Este espacio busca construir el intermedio necesario de tranquilidad para discernir entre la avalancha frenética que es la oferta fílmica actual, la cual ha reemplazado la sequía con la sobreoferta, pero sobre todo ser un espacio habitual para el espectador anónimo que desea recuperar y defender el gozo atemporal por lo fílmico, más allá de las agendas discursivas que estén en boga de aquí al siguiente martes.
Medio siglo de la Muestra
Esta primera entrega coincide en fechas y espíritu con la 69ª Muestra Internacional de Cine y el medio siglo transcurrido desde su primera edición, en noviembre y diciembre de 1971. En ese momento, anterior en tres años a la refundación de la actual Cineteca Nacional, su sede era el Cine Roble de Paseo de la Reforma. Después se amplió al Cine Internacional y, finalmente, al Cine Latino cuando el terremoto de 1985 la expulsó de los dos primeros. La hoy Muestra de la Cineteca, curiosamente, tuvo en la Cineteca su sede después de habitar varias casas en medio siglo y casi setenta ediciones. No hay discordancia en las fechas: la Muestra no siempre ha existido a razón de una por año, ni se ha celebrado en sus cincuenta años de forma consecutiva.

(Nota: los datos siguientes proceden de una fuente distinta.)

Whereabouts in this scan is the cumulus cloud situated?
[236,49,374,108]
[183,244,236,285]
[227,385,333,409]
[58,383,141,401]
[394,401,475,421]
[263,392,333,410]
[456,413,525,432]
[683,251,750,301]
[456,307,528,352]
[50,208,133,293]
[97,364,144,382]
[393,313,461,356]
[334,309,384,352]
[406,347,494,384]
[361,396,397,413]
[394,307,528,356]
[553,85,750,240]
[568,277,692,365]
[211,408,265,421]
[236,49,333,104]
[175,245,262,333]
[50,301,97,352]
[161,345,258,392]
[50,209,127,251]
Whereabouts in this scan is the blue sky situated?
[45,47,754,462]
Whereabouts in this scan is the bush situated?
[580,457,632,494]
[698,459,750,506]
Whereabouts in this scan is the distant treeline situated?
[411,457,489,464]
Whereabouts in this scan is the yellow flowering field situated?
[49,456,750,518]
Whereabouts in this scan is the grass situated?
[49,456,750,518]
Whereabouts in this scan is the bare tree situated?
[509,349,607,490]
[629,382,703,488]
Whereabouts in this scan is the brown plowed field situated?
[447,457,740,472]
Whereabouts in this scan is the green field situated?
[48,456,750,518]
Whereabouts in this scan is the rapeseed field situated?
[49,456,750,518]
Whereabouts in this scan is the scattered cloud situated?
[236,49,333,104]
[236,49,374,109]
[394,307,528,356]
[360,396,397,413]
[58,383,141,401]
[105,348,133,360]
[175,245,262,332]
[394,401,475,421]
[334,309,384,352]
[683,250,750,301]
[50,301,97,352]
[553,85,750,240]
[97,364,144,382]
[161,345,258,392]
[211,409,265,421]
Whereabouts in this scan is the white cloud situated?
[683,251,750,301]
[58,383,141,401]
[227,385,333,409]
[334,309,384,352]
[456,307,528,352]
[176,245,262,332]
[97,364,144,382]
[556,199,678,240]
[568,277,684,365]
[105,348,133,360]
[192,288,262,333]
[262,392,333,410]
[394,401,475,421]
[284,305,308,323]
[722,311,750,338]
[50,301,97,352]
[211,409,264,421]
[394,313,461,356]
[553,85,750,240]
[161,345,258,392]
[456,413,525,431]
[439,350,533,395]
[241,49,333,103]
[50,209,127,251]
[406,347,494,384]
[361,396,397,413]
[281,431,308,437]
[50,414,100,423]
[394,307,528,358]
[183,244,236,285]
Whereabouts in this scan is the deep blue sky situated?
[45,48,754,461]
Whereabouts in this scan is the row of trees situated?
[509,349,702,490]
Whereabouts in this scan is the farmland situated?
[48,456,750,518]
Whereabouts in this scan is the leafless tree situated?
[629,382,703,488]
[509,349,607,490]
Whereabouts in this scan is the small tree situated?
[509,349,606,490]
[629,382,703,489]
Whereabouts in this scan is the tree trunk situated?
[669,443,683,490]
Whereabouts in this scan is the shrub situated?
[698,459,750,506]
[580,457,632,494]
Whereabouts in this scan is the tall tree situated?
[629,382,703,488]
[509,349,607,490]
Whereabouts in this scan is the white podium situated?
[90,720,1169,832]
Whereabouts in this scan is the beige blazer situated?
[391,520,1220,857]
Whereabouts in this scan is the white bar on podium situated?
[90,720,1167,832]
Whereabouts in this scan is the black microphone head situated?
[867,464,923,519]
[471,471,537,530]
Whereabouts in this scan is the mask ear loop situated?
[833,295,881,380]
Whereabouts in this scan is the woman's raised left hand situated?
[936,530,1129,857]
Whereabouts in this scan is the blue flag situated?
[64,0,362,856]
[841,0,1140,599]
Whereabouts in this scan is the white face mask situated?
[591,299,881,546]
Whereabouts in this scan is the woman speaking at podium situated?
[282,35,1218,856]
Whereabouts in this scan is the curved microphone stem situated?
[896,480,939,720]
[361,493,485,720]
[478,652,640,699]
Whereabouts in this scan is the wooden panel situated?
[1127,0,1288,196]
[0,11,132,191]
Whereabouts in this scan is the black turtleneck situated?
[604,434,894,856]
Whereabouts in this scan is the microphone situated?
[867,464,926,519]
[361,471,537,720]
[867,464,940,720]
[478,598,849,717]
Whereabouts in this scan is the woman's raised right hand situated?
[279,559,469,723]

Heredera de las elitistas Reseñas Cinematográficas del Auditorio Nacional y del Fuerte de San Diego (Acapulco), la Muestra Internacional de Cine surgió como un evento de la clase media alta y los circuitos culturales, en un entorno donde la oferta fílmica de cierto interés era mínimo y, encima, se dividía en tres bandos partisanos: el importado por las majors estadounidenses –casi acotado a las nominadas al Oscar–, el autorizado por la oficialista RTC y los combativos cineclubes universitarios, con copias de calidad pobre pero acompañadas de debates nutridos. La Muestra se abrió paso en medio siglo hacia un público más diverso y, aunque todavía centralizada y de acceso limitado, construyó para sí audiencias críticas más allá de Coyoacán.
Su 69ª edición llega como el breviario fílmico de un año anómalo e inédito en la historia humana. Con eficiencia, los corporativos del cine industrial construyeron la narrativa eficaz de un año sin cine, lo que en términos de la industria quiere decir sin ganancias. Las 14 cintas programadas en la Muestra son un contradiscurso indispensable que da cuenta de la resiliencia, la diversidad y la necesidad del cine cuando todo alrededor parece desmoronarse.
Entre aquello que he podido ver hasta el momento, recomiendo la rumana Monstruos (2019), de Marius Olteanu; la mexicana Sanctorum (2019), de Joshua Gil; y la alemana Undine (2020), de Christian Petzold, por ser propuestas iconoclastas e innovadoras en forma y fondo respecto a los temas que abordan.
Sumaría, por supuesto, la restauración de 8 ½ (1963) y la discreta, tibia, pero luminosa La verdad (2019), de Hirokazu Koreeda, que seguramente serán lo más visto de esta edición y tendrán un lanzamiento más amplio en el corto plazo. Olteanu, Gil y Petzold, me parece, tienen una oportunidad más limitada de ser vistas en pantalla grande.
Y en “Intermedio”, añorantes desde el nombre, extrañamos las salas. Que la Muestra Internacional de Cine sea la mejor vía para volver a las butacas. Nos leemos en dos semanas.